Museums and visitor created journeys

I have just had a remarkable trip traveling through the USA visiting several cities that also included a fantastic road trip through the desert where I experienced the most remarkable landscapes that left me repeating one word for a whole week: ‘wow’.  Here is one of the shots I took on this road trip.

For other’s see my Flickr account.

I visited several museums and galleries on this trip and saw some great stuff but there is one experience I had that keeps me thinking about visitor created journey’s through museums and this was not created by a museum or gallery.  A bunch of us, including several friends who work in museums, went to a theatre experience in New York City, called Sleep no more, a totally immersive experience that tells the story of Macbeth in an incredible set.  It takes place in the McKittrick Hotel (a reference to Alfred Hithcock’s Vertigo) which is actually three old warehouses in the Chelsea district that had been converted together into this hotel.  The audience is issued with white masks, similar to something from the film’Eyes Wide Shut’ and told not to speak during the epic three hour experience.  As you enter the lift with a friend you are then deliberately separated and told to go it alone

‘believe me it will be a better experience’.

Photo by emmastory (CC BY-NC 2.0)

Well, that was it, the next three hours were incredible.  I had to lead myself through this theatre production deciding which actors I would follow, watch or just explore the remarkable sets that had been created over the five floors.  This was such an experience and so different to how theatre is normally seen.  The masks made this even more intense and the silence of the theatre goers increased this.  I was deciding what I wanted to experience and the pace at which I walked through this production.  At one point, after not eating dinner, I was completely overwhelmed with how intense the experience was that I had to head for the bar and miss the last act.  It was the ‘Escher’ of theatre production, almost like a video game and this is what I have been thinking about in relation to museums and visitor led experiences.

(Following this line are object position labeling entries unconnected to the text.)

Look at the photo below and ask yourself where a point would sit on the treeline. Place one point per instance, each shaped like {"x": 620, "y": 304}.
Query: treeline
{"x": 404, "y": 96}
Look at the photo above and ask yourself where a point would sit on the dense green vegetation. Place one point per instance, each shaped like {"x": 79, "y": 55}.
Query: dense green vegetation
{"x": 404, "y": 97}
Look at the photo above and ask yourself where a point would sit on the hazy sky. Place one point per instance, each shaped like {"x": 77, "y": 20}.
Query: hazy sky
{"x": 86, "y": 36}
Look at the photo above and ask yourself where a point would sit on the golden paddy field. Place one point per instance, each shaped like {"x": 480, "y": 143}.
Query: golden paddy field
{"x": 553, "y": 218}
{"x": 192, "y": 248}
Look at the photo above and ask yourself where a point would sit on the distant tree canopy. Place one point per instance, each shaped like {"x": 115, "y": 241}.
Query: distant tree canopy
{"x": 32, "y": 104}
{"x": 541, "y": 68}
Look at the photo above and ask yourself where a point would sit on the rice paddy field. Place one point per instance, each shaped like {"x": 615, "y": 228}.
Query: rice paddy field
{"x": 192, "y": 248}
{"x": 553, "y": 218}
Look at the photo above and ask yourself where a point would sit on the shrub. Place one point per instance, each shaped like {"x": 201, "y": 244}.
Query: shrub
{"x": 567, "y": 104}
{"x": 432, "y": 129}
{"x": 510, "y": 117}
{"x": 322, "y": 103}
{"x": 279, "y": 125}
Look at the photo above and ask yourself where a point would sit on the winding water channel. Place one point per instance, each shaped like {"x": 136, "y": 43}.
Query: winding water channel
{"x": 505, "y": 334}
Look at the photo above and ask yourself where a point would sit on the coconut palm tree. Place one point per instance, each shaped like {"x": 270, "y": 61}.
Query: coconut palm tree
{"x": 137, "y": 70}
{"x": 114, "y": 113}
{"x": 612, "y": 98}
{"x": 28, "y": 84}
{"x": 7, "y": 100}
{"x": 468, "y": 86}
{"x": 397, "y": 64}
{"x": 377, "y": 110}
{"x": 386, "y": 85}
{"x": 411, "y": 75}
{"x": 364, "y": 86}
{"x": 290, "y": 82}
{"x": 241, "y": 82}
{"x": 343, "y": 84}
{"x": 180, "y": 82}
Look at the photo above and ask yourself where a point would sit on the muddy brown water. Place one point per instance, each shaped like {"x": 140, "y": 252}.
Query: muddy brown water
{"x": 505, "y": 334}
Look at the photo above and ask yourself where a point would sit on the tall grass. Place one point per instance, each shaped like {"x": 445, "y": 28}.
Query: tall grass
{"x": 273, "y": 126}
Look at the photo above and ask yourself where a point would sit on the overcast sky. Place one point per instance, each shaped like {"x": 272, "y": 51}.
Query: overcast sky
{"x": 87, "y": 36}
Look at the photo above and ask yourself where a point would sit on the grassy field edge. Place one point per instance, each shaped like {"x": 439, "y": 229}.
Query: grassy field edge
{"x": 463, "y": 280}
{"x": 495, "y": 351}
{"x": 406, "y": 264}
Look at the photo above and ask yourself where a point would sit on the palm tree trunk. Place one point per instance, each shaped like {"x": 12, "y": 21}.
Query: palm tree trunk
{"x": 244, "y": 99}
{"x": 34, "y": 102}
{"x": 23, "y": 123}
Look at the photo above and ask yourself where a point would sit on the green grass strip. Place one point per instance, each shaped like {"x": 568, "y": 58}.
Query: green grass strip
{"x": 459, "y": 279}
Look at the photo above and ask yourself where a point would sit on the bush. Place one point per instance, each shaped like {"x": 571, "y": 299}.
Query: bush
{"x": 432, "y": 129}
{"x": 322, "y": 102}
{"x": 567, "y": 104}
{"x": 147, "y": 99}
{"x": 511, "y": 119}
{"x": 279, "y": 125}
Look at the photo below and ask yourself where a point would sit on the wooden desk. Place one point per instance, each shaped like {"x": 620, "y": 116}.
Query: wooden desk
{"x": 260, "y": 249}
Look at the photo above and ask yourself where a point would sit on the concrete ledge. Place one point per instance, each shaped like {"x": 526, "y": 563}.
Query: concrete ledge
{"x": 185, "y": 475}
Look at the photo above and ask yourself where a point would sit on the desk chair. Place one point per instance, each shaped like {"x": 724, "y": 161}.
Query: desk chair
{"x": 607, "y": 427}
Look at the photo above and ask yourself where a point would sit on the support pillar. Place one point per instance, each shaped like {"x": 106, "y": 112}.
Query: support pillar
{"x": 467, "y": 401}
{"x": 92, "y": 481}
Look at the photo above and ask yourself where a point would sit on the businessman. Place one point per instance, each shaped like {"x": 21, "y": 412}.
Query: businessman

I wish every museum designer could experience this theatre production.  I would love to have a similar experience in a museum where I felt as intense, surprised and completely immersed in such a production, where I decide how the journey should unfold, an experience that is not didactic in anyway.  The museum as a form of video game, where no two paths are the same and everyone experiences a different journey.

Slowing the visitor down: the ping pong theory

I have been thinking a lot about ping pong lately.  Why?  Well a recent trip to the Outpost exhibition at Cockatoo island that finishes up this weekend, (definitely worth a visit) has had me thinking a lot about the ping pong tables that were one of the activities provided to visitors at this art from the streets exhibition.  The tables were provided in a fairly central location to many of the artworks featured in internal gallery spaces.  They were all being used and many people were just hanging out in the space, taking their time and enjoying participating in this social game.  So why think so much about the ping pong, well it provided an opportunity to slow down the experience of viewing the artworks and I wonder why Museums don’t think about slowing down their visitors more.  Museums generally provide an experience that should follow a path and certain direction through an exhibition, but what if there were more experiences that allowed visitors to just sit, converse, enjoy a space that’s mission may not even relate to the subject matter of a particular exhibition..  I’m calling this the ping pong theory.

Although we didn’t get to see all the works featured at this great exhibition, mainly due to the horizontal rain that was causing us some serious umbrella issues, there are some great works at this exhibition.  One that I want to highlight is Next-a fantastic display of T-shirt culture featuring hundreds of t-shirts strung from the ceiling in colour co-ordinated lines above large and very graphic portrait photographs featuring the artists that created the works and the origin and story behind the brands.

Photos CC BY-NC 3.0

Outpost finishes this weekend and it is worth a visit.